Requirements for Admission
In addition to the general requirements for admission to the PhD program listed here, two years of chemistry, including general and organic chemistry, and a year of general biology are required. Physical chemistry requiring calculus may be substituted for physics requiring calculus where a more elementary physics course was taken. Zoology or botany may be substituted for general biology.
Preparation should also include a course in general geology and at least one course in each of the following categories: systematics (e.g., invertebrate zoology), population biology (e.g., ecology), functional biology (e.g., physiology).
In special cases, other advanced courses in mathematics or natural sciences may be substituted. Biological oceanography applicants are encouraged, but not required, to submit scores from the biology subject test of the GRE.
Program of Study
Students admitted to the Ocean Biosciences Program (OBP) are assigned an adviser, who is the chair of their three-person guidance committee.
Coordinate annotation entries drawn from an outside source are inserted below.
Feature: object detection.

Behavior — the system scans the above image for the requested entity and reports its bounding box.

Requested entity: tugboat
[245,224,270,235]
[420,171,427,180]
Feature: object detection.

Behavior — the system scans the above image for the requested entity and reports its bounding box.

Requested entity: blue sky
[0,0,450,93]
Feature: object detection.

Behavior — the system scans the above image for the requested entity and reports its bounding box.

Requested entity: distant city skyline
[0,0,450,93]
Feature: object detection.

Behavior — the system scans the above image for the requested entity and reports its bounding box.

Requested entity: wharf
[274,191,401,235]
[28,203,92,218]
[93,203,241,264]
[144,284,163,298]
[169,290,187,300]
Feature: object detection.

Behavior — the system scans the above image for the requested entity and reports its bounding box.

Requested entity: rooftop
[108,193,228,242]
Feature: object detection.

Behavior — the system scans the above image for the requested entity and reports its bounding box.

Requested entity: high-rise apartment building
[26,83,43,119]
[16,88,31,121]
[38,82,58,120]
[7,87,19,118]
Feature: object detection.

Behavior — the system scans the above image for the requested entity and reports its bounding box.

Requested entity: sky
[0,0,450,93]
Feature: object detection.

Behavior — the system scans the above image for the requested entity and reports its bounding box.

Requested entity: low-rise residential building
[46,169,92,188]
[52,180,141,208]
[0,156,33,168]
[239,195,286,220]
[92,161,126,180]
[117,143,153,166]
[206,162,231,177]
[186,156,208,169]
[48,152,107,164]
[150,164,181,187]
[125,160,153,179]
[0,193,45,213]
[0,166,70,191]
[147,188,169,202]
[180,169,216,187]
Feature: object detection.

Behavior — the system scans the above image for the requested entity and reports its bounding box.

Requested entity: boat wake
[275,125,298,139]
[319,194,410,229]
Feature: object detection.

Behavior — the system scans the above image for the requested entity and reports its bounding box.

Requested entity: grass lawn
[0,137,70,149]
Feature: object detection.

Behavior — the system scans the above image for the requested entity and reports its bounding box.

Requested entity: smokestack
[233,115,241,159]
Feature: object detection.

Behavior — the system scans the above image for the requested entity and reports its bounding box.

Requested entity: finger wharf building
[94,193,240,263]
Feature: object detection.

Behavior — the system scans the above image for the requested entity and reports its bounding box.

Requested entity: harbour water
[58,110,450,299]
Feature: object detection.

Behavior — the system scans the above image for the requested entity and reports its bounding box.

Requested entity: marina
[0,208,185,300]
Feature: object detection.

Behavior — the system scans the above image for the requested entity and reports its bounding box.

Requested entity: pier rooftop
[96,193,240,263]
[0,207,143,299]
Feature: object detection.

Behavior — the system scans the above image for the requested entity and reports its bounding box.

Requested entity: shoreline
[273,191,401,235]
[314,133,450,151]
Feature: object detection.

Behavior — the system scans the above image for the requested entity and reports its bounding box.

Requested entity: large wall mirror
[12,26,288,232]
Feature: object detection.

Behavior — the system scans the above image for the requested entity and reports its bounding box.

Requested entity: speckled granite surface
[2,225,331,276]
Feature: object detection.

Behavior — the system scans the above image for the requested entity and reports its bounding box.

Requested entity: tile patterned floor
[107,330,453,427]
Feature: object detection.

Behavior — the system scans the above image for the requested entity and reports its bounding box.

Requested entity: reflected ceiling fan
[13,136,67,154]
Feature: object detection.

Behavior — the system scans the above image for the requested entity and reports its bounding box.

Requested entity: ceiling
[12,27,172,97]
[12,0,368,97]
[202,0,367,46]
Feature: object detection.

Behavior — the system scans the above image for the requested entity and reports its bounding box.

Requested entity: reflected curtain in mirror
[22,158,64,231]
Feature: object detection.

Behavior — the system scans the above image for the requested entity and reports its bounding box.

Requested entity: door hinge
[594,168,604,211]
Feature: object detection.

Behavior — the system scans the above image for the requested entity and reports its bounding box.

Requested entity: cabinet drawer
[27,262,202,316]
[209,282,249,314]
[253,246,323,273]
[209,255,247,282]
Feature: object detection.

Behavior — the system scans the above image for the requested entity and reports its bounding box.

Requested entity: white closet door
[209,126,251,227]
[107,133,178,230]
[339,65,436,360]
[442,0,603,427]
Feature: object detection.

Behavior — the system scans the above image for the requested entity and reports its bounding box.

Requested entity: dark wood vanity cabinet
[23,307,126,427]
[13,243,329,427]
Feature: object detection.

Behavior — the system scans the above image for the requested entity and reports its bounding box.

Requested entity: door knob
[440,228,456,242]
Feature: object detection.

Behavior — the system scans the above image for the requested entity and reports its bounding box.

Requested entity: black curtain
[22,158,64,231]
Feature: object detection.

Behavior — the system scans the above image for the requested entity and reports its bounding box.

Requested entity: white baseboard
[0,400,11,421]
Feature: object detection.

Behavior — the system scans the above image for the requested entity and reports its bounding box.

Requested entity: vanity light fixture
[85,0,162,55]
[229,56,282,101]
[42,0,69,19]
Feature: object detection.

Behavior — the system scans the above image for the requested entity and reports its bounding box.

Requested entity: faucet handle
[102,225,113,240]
Students are assigned to a curricular group based on their interests. Although students may change curricular groups near the beginning of the year, they must commit to a curricular group early on because this determines which departmental exam they will take. The biological oceanography departmental exam is an oral exam based on first year course work and is administered after or near the end of spring quarter.
During the year, students may be supported in a variety of ways. After the first year, the guidance committee is dissolved and the research adviser, and eventually the dissertation committee, provide guidance.
Students in Biological Oceanography will be expected to be familiar with the material presented in the following courses: SIO 210, 240, 260, 270 or 270A, 275A or 277, 280, and at least one of SIO 271, 282, or 294. Other course work ordinarily will be recommended by the student’s guidance committee, usually including SIO 278 (or equivalent participatory seminar) one quarter each year, a course in introductory parametric statistics, and at least one advanced-level course in physical, chemical, or geological oceanography. Participation in an oceanographic cruise (minimum of two weeks’ duration) and service as a teaching assistant (one quarter) are required.
Required course work:
- SIO 210. Physical Oceanography (4 units)
- SIO 260. Marine Chemistry (4 units)
- SIO 280. Biological Oceanography (4 units)
- One of the following:
SIO 240. Marine Geology (4 units)
SIO 255. Paleobiology and History of Life (6 units)
- One of the following:
SIO 270. Pelagic Ecology (4 units)
SIO 270A. Fisheries Oceanography (4 units)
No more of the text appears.